Phylogenetic analysis has typically been performed using key major genes of any organism of interest. However, this analysis tends to limit the analysis to a certain gene or group genes. Conversely, whole genome sequencing offers a more complete and deeper genetic characterization compared to partial approaches. In our study, we took advantage of next generation sequencing of our PDCoV strain to track its evolutionary origin. Our results indicated that our Peruvian strain belongs to the North American phylogroup and is closely related to a PDCoV strain from the US isolated in 2015 (99.5% of nucleotide identity). Genetic distance of the Peruvian PDCoV strain with other PDCoV analysed reveals high similarity between 97.1 and 99.5%. Compared to the US strains, the Peruvian PDCoV has a nucleotide identity between 99.45 - 99.51%. Percentages range from 98.6 to 98.74% when compared to the Chinese strains.
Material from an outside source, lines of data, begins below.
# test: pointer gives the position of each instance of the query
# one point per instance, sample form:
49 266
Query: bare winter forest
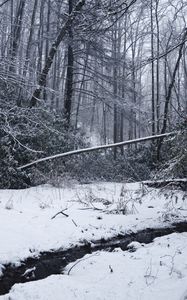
81 73
93 149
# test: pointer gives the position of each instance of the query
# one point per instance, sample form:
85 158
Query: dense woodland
80 73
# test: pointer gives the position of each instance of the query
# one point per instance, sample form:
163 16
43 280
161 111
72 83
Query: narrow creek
54 262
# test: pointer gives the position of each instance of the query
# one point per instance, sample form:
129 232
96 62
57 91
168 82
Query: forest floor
30 224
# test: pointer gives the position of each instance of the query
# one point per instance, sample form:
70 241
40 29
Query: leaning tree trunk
169 93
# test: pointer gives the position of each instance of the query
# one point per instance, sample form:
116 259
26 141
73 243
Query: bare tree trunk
52 52
16 33
157 71
69 75
152 71
169 93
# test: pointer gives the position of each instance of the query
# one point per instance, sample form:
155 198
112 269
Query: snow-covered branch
102 147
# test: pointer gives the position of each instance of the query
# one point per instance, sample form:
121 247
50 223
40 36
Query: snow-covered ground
95 211
155 271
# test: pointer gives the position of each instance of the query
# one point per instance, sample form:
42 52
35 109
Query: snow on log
85 150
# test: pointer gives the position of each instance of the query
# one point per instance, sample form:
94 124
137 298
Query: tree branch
86 150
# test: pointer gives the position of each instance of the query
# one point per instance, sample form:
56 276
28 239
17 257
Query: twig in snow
60 212
79 261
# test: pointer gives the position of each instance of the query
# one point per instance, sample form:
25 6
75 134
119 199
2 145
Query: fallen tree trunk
86 150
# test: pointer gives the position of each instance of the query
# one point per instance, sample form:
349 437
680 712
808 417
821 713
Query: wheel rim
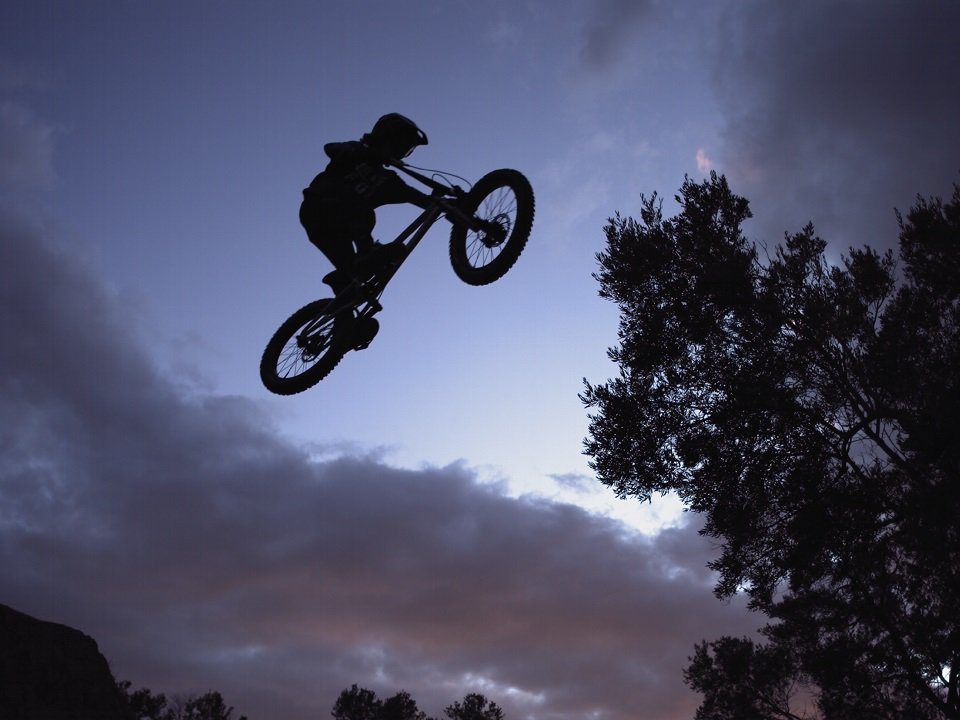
305 348
499 211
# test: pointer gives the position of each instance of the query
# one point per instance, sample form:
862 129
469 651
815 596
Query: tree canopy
809 410
357 703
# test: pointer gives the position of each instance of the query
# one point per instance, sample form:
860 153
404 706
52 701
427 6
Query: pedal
364 333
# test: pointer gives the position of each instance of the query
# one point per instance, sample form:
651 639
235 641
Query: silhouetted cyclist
338 208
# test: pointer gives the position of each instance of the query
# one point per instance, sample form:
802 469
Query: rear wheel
304 349
502 201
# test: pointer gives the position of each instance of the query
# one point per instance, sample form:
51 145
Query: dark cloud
610 30
838 112
203 551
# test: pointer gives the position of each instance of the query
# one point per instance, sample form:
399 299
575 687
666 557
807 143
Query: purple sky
422 520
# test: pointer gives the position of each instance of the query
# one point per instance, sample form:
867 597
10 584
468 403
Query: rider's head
396 136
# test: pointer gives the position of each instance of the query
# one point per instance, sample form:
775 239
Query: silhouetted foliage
358 703
142 704
810 412
474 707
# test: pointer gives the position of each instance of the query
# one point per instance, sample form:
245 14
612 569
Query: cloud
704 163
838 112
611 30
202 550
26 146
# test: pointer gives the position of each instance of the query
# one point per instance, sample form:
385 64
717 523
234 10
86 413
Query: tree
142 704
361 704
809 412
358 703
474 707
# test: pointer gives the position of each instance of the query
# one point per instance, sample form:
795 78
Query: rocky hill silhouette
50 671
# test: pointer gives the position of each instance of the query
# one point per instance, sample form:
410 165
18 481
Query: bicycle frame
364 295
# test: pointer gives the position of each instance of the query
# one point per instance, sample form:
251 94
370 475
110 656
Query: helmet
396 135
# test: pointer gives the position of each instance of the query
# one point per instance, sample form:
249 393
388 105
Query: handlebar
439 188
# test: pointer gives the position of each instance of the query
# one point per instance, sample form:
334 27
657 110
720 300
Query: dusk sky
423 519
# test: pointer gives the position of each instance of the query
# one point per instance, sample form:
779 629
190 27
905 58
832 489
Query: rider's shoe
382 254
338 280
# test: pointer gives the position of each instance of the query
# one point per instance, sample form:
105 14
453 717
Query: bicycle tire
506 198
292 364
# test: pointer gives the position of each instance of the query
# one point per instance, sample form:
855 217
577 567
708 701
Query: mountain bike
490 225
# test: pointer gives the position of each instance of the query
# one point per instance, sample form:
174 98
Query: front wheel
502 204
304 349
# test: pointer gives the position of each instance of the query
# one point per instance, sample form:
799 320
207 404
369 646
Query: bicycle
491 223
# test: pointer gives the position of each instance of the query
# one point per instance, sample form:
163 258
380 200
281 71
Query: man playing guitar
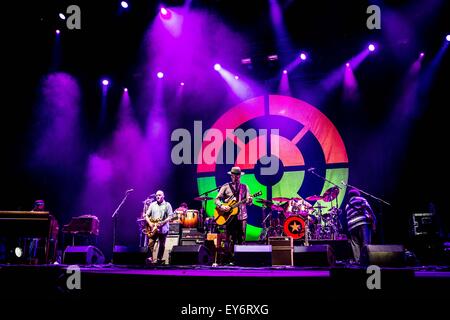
236 224
160 210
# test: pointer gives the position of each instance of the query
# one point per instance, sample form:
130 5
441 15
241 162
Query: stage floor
203 283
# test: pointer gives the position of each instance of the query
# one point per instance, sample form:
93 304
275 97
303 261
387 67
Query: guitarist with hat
235 190
158 216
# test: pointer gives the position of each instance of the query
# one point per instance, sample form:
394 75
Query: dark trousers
236 230
359 237
162 245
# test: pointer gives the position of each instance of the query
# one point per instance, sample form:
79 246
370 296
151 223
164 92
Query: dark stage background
64 141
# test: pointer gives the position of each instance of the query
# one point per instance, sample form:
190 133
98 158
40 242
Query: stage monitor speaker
341 248
383 255
316 255
129 255
190 255
253 255
83 255
171 241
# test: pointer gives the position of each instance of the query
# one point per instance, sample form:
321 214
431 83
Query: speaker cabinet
171 241
190 255
129 255
317 256
83 255
341 248
253 255
282 251
383 255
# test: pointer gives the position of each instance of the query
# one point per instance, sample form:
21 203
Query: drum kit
297 218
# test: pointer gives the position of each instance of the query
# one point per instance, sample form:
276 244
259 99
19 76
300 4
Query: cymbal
330 194
281 199
203 198
314 198
275 207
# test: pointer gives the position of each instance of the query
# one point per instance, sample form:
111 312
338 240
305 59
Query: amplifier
191 241
175 228
192 233
282 251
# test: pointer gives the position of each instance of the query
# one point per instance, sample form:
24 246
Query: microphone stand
203 210
114 217
379 201
324 179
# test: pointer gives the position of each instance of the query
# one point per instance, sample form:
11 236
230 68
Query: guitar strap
235 192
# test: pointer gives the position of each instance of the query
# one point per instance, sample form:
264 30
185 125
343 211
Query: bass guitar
154 226
221 216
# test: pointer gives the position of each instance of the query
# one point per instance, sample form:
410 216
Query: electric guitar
154 226
221 217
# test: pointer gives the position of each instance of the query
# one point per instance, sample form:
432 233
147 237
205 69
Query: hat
236 171
354 192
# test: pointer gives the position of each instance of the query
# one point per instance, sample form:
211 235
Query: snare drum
190 219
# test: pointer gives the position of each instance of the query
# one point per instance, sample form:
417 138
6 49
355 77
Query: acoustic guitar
221 217
154 227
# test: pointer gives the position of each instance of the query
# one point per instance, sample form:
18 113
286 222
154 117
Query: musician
158 210
237 224
361 222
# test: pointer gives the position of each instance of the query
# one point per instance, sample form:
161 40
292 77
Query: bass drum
294 227
189 219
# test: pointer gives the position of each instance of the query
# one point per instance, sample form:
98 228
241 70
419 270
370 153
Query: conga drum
190 219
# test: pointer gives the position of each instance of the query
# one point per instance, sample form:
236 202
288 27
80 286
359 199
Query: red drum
190 219
294 227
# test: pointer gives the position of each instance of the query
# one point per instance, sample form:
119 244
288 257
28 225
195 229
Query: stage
223 284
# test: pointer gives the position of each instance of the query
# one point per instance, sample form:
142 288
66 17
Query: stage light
18 252
165 14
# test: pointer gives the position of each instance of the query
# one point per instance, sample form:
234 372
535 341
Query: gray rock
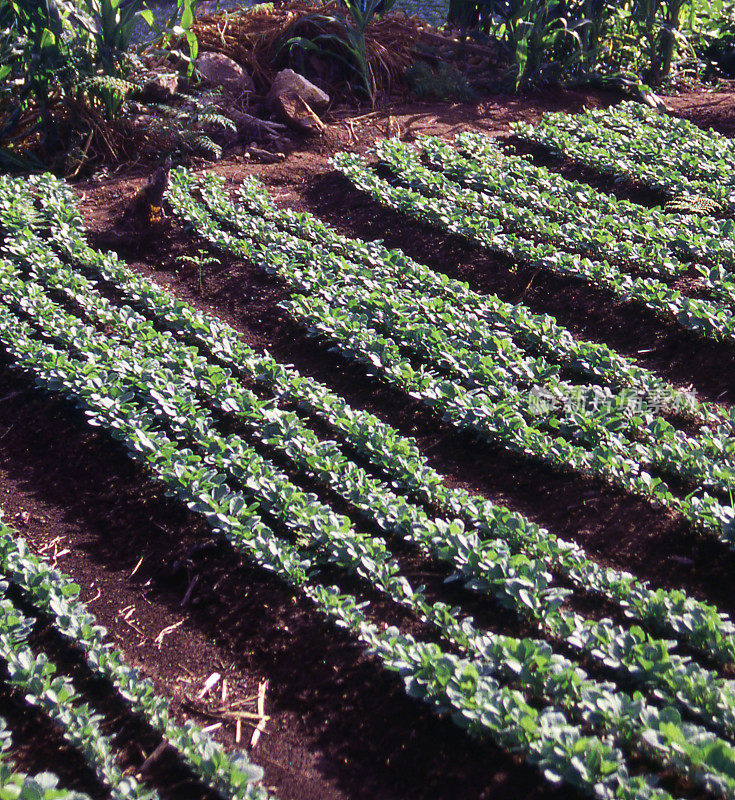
290 84
296 101
219 70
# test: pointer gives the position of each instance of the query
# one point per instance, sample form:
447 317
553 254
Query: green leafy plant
342 37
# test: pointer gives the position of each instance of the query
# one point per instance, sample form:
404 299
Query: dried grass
252 38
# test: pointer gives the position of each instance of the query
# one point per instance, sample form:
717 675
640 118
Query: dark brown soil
339 726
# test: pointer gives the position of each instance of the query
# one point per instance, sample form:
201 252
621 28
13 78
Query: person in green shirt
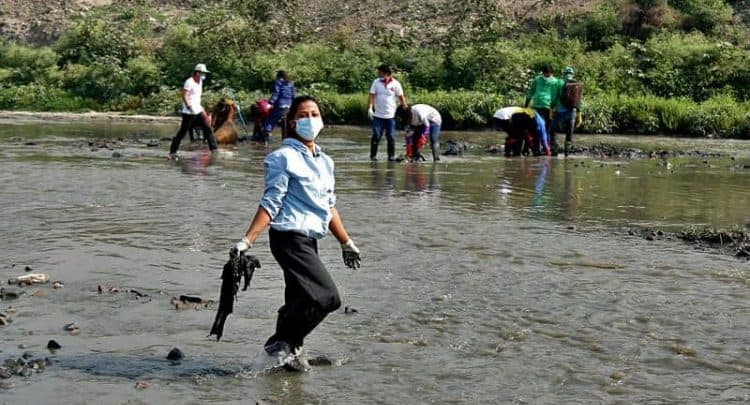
543 93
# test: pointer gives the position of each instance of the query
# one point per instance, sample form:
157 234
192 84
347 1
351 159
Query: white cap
505 113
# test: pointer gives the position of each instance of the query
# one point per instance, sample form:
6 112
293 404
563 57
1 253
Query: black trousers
193 121
310 293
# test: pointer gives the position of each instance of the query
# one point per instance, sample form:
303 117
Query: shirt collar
299 146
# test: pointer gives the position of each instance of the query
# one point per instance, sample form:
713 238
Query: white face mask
309 128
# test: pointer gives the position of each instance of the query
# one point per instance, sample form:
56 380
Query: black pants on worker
193 121
546 113
310 293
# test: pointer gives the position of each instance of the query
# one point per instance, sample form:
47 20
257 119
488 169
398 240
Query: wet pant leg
378 127
185 126
310 293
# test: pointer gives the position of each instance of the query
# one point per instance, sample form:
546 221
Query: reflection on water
473 287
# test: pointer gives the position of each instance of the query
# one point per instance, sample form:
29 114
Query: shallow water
484 279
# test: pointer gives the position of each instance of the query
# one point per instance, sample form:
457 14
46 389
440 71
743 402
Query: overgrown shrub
36 97
24 65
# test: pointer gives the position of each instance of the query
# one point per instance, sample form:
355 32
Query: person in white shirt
423 117
193 114
384 92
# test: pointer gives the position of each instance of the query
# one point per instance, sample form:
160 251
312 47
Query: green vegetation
648 66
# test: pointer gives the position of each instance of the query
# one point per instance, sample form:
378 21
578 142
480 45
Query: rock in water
175 355
53 345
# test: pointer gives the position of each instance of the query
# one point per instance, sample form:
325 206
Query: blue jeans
276 115
380 125
434 133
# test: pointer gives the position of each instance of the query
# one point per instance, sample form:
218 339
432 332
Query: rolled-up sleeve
277 182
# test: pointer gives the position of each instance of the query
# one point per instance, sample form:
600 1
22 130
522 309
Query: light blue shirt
299 191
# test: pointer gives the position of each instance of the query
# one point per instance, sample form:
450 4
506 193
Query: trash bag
238 266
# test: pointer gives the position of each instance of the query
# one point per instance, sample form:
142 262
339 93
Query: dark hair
385 69
292 111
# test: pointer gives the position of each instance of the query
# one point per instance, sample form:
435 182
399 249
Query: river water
484 279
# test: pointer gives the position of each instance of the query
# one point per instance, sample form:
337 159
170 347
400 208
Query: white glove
240 247
351 254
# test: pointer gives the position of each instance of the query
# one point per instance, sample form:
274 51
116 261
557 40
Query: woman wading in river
299 205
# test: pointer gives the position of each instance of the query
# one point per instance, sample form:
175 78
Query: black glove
351 254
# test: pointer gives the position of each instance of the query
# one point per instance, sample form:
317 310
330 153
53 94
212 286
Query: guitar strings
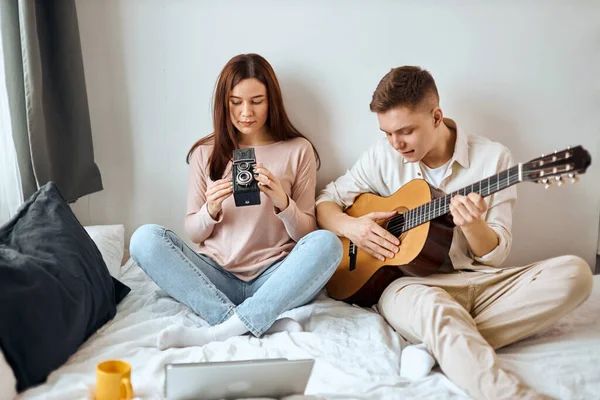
428 214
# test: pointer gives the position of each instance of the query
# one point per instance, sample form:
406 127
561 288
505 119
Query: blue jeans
215 294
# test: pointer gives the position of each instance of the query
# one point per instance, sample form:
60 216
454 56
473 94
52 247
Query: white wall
522 74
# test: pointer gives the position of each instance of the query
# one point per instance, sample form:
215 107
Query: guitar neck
441 206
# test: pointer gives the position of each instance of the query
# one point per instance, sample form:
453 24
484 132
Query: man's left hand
467 210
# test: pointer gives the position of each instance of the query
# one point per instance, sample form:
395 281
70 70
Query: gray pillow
55 289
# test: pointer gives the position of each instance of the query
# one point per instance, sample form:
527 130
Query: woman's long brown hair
224 137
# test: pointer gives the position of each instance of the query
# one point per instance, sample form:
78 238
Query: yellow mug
113 380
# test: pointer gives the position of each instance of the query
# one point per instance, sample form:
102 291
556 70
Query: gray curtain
47 96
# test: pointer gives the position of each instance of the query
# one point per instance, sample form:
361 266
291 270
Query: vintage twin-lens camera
245 187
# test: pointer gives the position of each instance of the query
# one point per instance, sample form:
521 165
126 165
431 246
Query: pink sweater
246 240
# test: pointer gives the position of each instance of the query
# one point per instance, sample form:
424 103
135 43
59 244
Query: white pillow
8 382
110 240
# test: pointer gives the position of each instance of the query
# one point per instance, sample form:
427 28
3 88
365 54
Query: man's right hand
365 233
216 193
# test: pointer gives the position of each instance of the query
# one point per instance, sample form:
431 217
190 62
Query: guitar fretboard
441 206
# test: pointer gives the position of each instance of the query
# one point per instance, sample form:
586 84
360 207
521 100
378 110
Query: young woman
254 262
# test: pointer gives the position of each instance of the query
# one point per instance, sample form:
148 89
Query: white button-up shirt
382 170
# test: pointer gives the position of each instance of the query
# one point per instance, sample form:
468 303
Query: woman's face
249 107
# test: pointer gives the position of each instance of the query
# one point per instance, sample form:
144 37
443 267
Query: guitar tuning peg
546 183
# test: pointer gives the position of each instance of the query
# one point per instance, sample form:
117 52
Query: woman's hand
271 186
216 193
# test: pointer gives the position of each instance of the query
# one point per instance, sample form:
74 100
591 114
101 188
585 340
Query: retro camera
245 187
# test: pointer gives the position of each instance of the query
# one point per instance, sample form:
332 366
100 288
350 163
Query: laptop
273 378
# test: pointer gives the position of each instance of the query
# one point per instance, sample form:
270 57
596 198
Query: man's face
410 132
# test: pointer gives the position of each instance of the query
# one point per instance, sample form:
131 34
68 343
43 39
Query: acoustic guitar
424 225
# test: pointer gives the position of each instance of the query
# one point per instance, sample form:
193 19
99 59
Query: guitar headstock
557 166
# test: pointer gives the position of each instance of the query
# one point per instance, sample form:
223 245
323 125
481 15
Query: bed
356 352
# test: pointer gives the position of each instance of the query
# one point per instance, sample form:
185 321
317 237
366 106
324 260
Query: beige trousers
463 316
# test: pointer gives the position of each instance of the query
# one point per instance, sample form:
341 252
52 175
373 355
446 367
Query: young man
473 305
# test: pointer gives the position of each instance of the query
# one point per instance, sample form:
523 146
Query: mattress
356 352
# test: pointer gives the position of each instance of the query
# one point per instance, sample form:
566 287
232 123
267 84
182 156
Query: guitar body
423 249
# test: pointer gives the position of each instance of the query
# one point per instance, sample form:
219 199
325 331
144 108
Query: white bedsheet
356 352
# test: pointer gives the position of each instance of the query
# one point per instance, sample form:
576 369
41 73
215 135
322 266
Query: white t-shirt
434 176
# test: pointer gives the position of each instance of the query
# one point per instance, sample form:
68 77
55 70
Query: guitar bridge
352 254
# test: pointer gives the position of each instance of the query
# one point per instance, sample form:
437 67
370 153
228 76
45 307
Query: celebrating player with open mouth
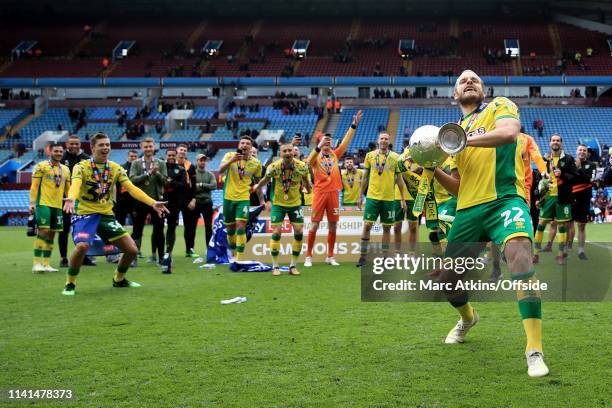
288 175
382 174
50 182
90 198
327 184
241 169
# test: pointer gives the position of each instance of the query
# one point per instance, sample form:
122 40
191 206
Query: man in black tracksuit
205 183
189 202
557 205
583 192
124 203
174 192
72 155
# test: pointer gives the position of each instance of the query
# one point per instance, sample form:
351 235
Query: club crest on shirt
479 131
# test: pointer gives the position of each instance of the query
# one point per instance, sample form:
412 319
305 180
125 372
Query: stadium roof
515 8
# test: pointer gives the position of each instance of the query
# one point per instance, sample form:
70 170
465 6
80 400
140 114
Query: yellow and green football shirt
382 186
298 176
488 174
554 188
411 179
441 194
89 199
352 192
239 177
49 193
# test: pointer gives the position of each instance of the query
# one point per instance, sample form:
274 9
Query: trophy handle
419 200
452 138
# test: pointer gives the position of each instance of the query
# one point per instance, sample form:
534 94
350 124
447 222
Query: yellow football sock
275 248
296 247
240 243
39 244
467 312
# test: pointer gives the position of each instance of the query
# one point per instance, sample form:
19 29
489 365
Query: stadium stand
215 162
183 135
10 117
259 47
203 112
573 123
49 120
113 130
5 154
110 112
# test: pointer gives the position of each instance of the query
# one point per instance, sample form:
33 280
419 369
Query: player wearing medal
558 203
352 178
288 176
149 174
89 197
50 182
447 205
491 206
411 182
241 171
327 183
73 154
382 173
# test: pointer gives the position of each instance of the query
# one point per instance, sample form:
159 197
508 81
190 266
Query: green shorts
277 214
375 208
496 221
49 218
86 227
235 210
447 210
552 210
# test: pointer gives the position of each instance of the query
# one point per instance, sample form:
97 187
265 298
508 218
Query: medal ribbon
240 169
473 118
381 167
57 176
103 183
286 179
144 167
328 164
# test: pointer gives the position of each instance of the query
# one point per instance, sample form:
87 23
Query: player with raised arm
327 183
288 176
90 199
382 174
352 177
242 170
490 190
50 182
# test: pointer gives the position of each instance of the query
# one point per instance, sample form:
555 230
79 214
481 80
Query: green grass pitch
303 341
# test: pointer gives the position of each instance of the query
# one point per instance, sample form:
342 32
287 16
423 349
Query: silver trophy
431 145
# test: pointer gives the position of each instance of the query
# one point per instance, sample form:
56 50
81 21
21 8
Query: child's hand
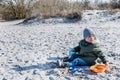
73 50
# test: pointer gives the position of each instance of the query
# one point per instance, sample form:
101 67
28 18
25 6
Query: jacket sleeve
101 56
77 49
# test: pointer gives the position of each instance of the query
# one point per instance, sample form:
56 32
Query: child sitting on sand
87 52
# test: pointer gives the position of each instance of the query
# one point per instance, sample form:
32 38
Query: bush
56 8
74 15
16 9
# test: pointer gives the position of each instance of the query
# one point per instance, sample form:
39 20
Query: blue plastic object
71 52
74 69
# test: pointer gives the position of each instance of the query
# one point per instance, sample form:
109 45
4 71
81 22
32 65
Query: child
87 51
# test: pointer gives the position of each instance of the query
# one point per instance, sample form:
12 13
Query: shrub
16 9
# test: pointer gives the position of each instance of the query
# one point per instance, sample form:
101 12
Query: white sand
27 50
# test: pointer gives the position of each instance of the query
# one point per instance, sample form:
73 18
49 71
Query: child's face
90 39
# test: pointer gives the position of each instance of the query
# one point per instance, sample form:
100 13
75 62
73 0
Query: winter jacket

Finally, nucleotide identity is 97% and 97.5% for Thai and Vietnamese strains, respectively. A summary of nucleotide identity is shown in Table 2. Further analysis based on ORF 1 a/b showed identical topology to the whole genome sequence phylogenetic tree. Altogether, these results indicate that the virus detected in Peru has emerged from a North American ancestor (see Figure 3A and 3B). Similarly, PDCoV protein sequence analysis resembled the topology of the nucleotide analysis.